Nintendo’s presentation played it safe with first-party games that were either already known (Pikmin 3) or practically indistinguishable from past installments (New Super Mario Bros. 2), and left innovation for new Wii U software to third party developers. Playing nice with outside development teams will go a long way towards winning back the “hardcore” crowd Nintendo desperately craves but the dearth of exciting games evoked too-fresh memories of last year’s disastrous 3DS launch.

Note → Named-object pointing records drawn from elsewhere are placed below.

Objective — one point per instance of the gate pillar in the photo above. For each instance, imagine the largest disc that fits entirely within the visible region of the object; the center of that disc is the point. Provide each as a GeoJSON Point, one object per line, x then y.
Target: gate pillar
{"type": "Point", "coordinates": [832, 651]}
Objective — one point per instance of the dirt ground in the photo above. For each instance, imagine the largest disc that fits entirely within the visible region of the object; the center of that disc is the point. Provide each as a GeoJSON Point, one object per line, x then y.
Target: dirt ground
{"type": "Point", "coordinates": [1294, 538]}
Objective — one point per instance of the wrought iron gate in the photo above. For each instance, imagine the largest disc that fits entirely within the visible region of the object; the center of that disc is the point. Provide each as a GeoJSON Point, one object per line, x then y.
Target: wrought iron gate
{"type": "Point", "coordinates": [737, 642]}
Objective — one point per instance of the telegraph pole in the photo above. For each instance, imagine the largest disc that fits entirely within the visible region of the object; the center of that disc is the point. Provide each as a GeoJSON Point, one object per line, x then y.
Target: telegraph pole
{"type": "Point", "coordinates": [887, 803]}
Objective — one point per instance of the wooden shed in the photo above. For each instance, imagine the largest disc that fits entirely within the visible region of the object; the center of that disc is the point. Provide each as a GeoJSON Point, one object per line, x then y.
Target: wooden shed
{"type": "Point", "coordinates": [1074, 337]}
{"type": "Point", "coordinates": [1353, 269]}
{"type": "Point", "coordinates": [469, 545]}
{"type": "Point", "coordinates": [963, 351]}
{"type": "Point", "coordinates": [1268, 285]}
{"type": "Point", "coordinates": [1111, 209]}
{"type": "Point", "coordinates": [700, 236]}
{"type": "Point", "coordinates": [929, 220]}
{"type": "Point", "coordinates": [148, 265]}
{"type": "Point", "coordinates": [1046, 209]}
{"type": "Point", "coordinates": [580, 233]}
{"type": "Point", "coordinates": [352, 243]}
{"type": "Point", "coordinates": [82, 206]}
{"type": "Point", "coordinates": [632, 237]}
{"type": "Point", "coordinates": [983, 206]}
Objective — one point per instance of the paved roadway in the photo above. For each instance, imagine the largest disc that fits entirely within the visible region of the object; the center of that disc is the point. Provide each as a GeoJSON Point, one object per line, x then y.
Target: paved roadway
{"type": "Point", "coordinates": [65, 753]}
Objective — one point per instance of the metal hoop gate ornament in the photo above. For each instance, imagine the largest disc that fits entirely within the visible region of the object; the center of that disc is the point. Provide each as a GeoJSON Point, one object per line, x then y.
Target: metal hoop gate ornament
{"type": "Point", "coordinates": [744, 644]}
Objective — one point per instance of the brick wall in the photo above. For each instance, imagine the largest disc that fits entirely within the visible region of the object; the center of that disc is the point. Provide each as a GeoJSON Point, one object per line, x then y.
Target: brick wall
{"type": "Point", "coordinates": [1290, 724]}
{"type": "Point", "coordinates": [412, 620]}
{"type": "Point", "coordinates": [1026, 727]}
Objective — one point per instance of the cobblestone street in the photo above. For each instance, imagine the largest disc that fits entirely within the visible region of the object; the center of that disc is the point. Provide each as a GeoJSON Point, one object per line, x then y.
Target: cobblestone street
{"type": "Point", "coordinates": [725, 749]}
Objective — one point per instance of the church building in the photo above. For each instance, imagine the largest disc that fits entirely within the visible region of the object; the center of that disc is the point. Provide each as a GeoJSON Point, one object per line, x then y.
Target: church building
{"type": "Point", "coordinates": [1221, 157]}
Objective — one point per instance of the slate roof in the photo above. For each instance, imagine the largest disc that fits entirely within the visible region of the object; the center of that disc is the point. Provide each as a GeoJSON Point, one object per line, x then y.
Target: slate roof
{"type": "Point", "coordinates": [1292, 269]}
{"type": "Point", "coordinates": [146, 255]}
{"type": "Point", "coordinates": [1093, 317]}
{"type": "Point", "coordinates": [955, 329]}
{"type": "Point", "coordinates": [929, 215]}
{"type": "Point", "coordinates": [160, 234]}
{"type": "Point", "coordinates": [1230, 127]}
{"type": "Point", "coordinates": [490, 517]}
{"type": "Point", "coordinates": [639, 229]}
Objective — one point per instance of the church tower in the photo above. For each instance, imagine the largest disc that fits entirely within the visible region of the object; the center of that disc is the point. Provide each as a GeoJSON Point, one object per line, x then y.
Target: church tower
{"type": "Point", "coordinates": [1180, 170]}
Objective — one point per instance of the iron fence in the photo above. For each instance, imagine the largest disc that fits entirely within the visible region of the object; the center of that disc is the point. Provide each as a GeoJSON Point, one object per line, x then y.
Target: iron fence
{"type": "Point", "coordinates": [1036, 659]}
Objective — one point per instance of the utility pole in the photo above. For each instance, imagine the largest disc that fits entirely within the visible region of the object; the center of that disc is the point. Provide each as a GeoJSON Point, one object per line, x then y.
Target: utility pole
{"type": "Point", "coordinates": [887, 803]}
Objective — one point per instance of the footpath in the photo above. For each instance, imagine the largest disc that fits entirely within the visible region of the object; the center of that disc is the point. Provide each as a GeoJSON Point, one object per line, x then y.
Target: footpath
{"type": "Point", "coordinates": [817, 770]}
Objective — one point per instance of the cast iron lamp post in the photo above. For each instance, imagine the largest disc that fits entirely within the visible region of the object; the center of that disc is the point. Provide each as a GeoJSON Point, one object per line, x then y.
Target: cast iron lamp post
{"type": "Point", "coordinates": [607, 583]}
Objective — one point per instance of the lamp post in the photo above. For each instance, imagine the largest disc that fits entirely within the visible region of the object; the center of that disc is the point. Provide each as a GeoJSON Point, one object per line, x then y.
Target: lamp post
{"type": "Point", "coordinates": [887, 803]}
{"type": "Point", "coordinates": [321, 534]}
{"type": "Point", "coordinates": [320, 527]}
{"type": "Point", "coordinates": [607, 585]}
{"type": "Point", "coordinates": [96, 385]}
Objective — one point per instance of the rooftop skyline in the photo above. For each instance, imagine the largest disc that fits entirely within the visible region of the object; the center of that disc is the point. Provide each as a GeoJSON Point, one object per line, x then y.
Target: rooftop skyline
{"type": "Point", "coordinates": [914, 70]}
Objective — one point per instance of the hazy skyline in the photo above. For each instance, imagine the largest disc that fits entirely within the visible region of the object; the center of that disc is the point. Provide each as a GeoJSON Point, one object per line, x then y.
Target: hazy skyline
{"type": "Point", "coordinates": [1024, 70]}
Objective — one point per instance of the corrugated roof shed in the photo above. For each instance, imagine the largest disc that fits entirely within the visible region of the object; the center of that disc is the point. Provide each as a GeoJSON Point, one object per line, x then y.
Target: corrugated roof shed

Speaking on the Wii U at an investor presentation prior to E3, Nintendo president Satoru Iwata stated “There is always a limit to our internal resources … if I said that an overwhelmingly rich software lineup would be prepared from day one, it would be too much of a promise to make.” Attendees at Nintendo’s conference would have been wise to heed that warning, as an initially excited crowd grew more restless with each announcement that wasn’t a hi-definition Zelda or Metroid game.

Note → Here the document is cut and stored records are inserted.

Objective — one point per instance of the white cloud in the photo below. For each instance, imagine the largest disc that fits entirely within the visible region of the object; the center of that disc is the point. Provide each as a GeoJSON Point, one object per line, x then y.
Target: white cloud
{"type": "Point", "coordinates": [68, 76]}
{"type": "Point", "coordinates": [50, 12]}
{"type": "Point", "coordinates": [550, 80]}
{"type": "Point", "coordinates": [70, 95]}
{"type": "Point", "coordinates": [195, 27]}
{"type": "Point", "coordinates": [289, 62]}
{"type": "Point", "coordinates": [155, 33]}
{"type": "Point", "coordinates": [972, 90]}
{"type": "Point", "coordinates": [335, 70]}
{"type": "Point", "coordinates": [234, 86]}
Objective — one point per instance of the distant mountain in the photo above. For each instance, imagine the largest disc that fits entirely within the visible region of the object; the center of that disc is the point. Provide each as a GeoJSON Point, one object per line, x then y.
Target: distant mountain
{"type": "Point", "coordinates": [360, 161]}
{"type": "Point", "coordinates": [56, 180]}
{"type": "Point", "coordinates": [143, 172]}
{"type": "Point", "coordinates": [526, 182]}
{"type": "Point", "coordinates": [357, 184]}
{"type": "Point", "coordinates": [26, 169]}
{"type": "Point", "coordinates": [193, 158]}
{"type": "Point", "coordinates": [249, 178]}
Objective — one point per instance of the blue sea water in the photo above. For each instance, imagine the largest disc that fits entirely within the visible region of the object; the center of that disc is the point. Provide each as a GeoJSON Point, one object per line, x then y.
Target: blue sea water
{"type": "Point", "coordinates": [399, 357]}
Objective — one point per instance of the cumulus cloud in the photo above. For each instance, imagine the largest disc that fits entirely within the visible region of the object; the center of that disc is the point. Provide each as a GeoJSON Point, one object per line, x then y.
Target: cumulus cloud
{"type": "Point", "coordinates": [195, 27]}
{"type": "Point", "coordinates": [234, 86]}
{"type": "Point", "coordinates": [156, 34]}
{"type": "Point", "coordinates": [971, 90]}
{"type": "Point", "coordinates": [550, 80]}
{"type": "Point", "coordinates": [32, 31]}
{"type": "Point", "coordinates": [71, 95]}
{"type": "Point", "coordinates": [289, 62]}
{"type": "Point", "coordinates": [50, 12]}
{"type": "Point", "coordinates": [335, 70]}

On the other side of the coin, Microsoft opened with a guaranteed bread-winner for the Xbox and their only exclusive blockbuster releasing this year, Halo 4. Coupled with the annual release of Call of Duty, the Xbox is in a safe spot, and Microsoft was smart to concentrate the rest of their show on apps and an application they’re calling SmartGlass, even if doing so created some disappointment in the crowd. An experiment in tablet crosstalk, SmartGlass is just one example of the “second-screen” gameplay all three publishers appear keen on for 2013.
Last of the “big three” publishers, Sony attempted to entice consumers into supporting the low-selling PlayStation Move and the new PSVita handheld, but their exclusive titles remained the most compelling reason to own a PlayStation. A new project from Quantic Dream, Beyond: Two Souls improves on Heavy Rain‘s cinematic storytelling, and Naughty Dog’s post-apocalyptic survival piece The Last of Us wowed audiences with gruesome one-on-one combat. Sony also featured the Expo’s biggest failure: way too much time devoted to a buggy and simplistic augmented reality book, Wonderbook, based on the Harry Potter franchise.

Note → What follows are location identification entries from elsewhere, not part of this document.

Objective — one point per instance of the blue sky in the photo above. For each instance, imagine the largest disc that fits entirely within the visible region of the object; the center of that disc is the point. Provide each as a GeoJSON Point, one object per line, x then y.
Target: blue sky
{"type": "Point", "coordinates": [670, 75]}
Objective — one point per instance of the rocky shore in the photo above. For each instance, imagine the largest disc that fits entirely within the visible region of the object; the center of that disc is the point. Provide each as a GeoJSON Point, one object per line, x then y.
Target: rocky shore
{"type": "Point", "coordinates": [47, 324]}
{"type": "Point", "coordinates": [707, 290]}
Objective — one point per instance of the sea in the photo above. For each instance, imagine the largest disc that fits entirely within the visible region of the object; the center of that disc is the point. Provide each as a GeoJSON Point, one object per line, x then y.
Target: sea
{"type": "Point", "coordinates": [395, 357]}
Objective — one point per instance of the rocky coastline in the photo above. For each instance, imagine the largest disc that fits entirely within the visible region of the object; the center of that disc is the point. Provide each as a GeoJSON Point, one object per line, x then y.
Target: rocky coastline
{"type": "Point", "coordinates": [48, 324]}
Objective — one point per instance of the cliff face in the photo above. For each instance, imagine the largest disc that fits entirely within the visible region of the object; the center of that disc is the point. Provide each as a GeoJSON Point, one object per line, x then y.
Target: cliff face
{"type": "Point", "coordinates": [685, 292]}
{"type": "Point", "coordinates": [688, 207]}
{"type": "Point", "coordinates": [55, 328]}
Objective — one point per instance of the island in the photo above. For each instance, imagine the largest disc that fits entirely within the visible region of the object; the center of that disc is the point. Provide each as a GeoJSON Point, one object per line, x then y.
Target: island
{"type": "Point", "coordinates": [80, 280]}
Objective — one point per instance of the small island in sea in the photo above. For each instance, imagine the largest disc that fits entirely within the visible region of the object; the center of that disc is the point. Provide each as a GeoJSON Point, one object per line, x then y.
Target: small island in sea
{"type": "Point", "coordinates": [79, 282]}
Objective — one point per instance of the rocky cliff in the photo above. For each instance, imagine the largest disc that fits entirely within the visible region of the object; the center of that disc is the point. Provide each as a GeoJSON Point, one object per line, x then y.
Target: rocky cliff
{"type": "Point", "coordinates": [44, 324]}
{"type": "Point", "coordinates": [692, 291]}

Concentrating on games over peripherals, Ubisoft had arguably this year’s best showing. New action/stealth IP WATCH_DOGS, about a hacker who can control the power of a city’s technology, had many declaring it E3’s biggest surprise, and Ubisoft also delivered strong demos for Splinter Cell: Blacklist, Assassin’s Creed III, Far Cry 3, and Rayman Legends, the last of which harnessed the possibilities of the Wii U in ways even Nintendo couldn’t match.
On the E3 show floor, the Tomb Raider series’ reboot is emotionally engrossing and includes a more robust upgrade system than the game it most closely resembles, Uncharted. Where Uncharted is known for strong story and characters, Tomb Raider competes with a terrifying sense of helplessness and mature storytelling. Making its debut at E3, Star Wars 1313 also made a lot of promises about being first to set a “mature” game in the Star Wars universe. It’ll be interesting to see if LucasArts uses that freedom as a tableau to create a truly interesting story, or if it becomes a bar to hit in terms of language and violence. Either way, 1313 features some of the most realistic motion capture I’ve ever seen, and lighting and animation that rivals entries in the film series. If there was a constant among the big E3 games, it was the year 2013. Publishers are tired of getting beat up each fall by Call of Duty‘s annual release and have relocated to next spring. Most titles demoed at E3 have been slotted for 2013’s first quarter, which currently looks as stuffed with games as November usually does. It’ll be interesting to see who stands their ground and who makes one last push to the barren summer months. If 2013 looks to be an exciting time to be a gamer, in 2012 it remains business as usual.